総合 66 点(上位1%以内)

字数 2016 字 【文体】
 △文のリズムが標準と異なっています。
 ○文章の中心がよくしぼられています。
 △文の長さの平均がやや長めです。
【語彙バランス】
 説明に比べて、素材がやや多い文章です。(-点)
 抽象度の高い言葉が多く、やや重い文章になっています。(-8点)
思考力 64 点
知識力 106 点
表現力 94 点
規定の字数(1200字)よりも短い文章は低めに評価されます。小論文として採点しているため語彙間のバランスも評価に入れています。

 【本文】
 『日本の外交』は、第2次世界大戦前の日本外交が、いかに現状追認型で無思想であったかを暴き出している。以下、日本外交の性質について、著者の議論に合わせて検討し、日本現代史から将来へとつなぐ「外交政策の思想的基盤」を考えてみたい。
 日本外交が「現実主義」であるという場合、ここでは「実際主義」と言い換えたほうが都合のよい気もする。明治政府は東西文明の衝突を避け、調和を持って共存の道を保持するのが日本が生き残る方途であるとして、アジアにおける日本の既得権益を保護する利己的な政策を進めた。ここに始まる日本外交の性質は、国際政治の力学に圧倒されて権力政治の「複雑怪奇」に翻弄されていた戦前の日本が、場当たり的に国益の伸長を選択しつづけた過程からも明らかである。たとえば日露戦争後、「東と西のあいだの日本」という考えに政府が酔ったのも、日本がアジア諸国の中で一足早く近代化したとの自負からくるアジア圏での権力伸長が優先されたその場の考えの表れである。これは、一見外交原則の様相を呈してはいるが、この後10年ほどの外交政策を見ればわかるように、日本の国益を増加させるための手段に過ぎなかった。
 この事件の約10年前、日清戦争においても同様のことはいえるのではないか。日本政府は、朝鮮の排外主義や天主教弾圧問題を楯に開国を要求し、江華島事件を契機に日朝間に日本優位の開国条約(「日朝修好条規」)で朝鮮の開国度を高めた。その後、東学党の乱鎮圧のために日本軍を送りこみ、清軍との朝鮮救国のための戦争としての日清戦争が勃発した。このような過程は、一見国際的には正統性を持っているように思われたのであろう。しかし、実際は自給自足的・脱華夷秩序的な政策の遂行に過ぎなかった。それは、下関条約が、朝鮮の華夷秩序からの解放だけでなく、清国に日本への領土割譲・開市開港・最恵国待遇などの要求を承諾するかたちで締結されたことからもわかる。

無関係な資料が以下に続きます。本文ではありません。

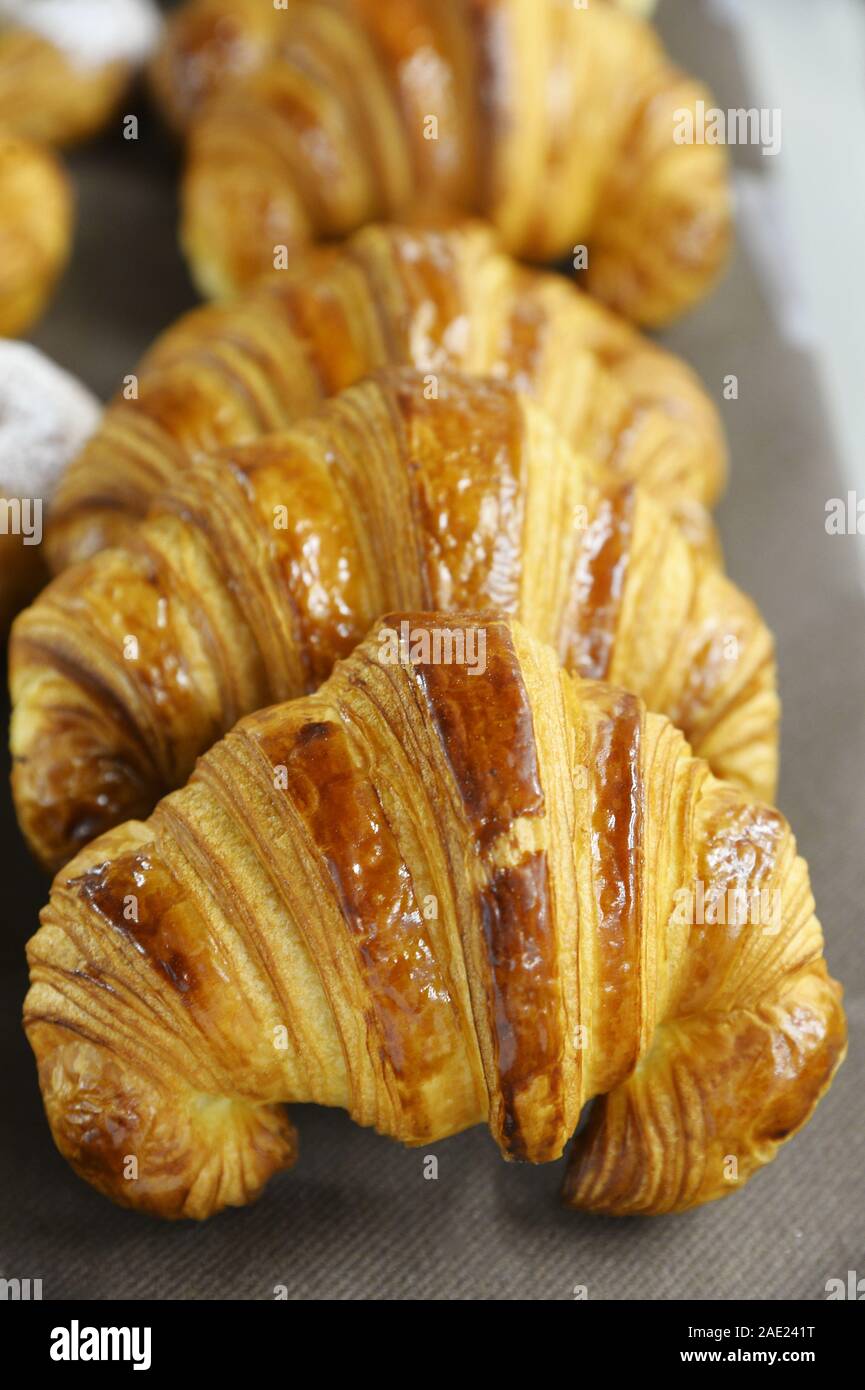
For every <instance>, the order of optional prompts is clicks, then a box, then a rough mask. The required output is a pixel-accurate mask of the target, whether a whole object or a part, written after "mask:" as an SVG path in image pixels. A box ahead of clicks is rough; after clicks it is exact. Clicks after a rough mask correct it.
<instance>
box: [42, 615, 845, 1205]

 この、帝国主義的拡張の「無思想」で「実際」的な外交が、最終的には第2時世界大戦の敗北にも繋がっていく。また、外交の無思想性が急に思想性を帯び始めたと著者のいう1938年ごろから、日本が戦争に嵌って行き、敗北へと繋がったことは検討に値する。
 第2次世界大戦へと日本が入っていった過程について、為政者たちの心理を考えながら見てみたい。思うに、外に外交思想としての「大東亜共栄圏」を掲げるに至ったには、「外交政策の思想的基盤」が成立したからではなく、20世紀初からの「外交革命」の影響や「宣伝技術の発展、効果上昇」があったのではないか。それまでの戦争は総力戦ではなかった。しかし、第2次世界大戦は国民を総動員する必要もあり、それゆえに国民が納得するようなイデオロギーが必要であった。日本外交には、入江も指摘しているように「政府の現実主義・民間の理想主義」という図式はあると考える。そして、それゆえに政府は思想的なフレーズで国民の心を掴もうと努めたのではないか。この背景には、少なくとも自国の軍事力・経済力についての計算はあったであろう。1939年当時の軍事力についての「COWインデックス」を見てみると、日独伊が組んでかつロシアを同盟によって不可侵国にしてしまえば、英仏にアメリカが加わっても、軍事力の優越は日本側にあったのである。つまり、第2次世界大戦でさえ、日本政府の場当たり的な「現実主義」によって貫徹されていたとも考えられるのではないか。
 理想を「思想」として掲げ、外交を行った結果が外交の失敗としての終戦であった。この終戦までの道のりが、「近代化」というひとつのストーリーの幕を閉じたように見える。そして、戦後の日本外交、当初のそれは多分に外国からの一方向的対日政策でしかなかった。しかし、経済の奇跡的な成長と共に国際社会で第2の経済パワーを持つ現在に至るまでの外交政策を見てみると、「第2の近代化」「第2の無思想外交」とでもいえる状況が作られているように思える。入江が書いた1966年当時で、日本は世界第3の工業国にまでなっている。国防は「アメリカの傘」の中で安住し、憲法9条と冷戦構造の下で冒険的政策に出る危険もなく、経済だけに身を注いでいた。そのような現実的外交は戦前から変化しておらず、湾岸危機時に「日本の敗北」といわれて経済一辺倒の国際政治に疑問を投げかけるまで続いた。そして現在も政府は「現実主義」であろう。
 上に書いたような考えに基づいて『日本の外交』の位置付けを考えるとき、中江兆民の『三酔人経綸問答』と重なるところが多い。兆民の方は、政治の基本線を描いた上で南海先生の口から具体的な提言をしており、そこが『日本の外交』とは違う。しかし、どちらとも、近代化が20年ほど進行した後に、これからの日本と国際社会の関係について論じており、我々に考察の余地を与えるところは共通していると考える。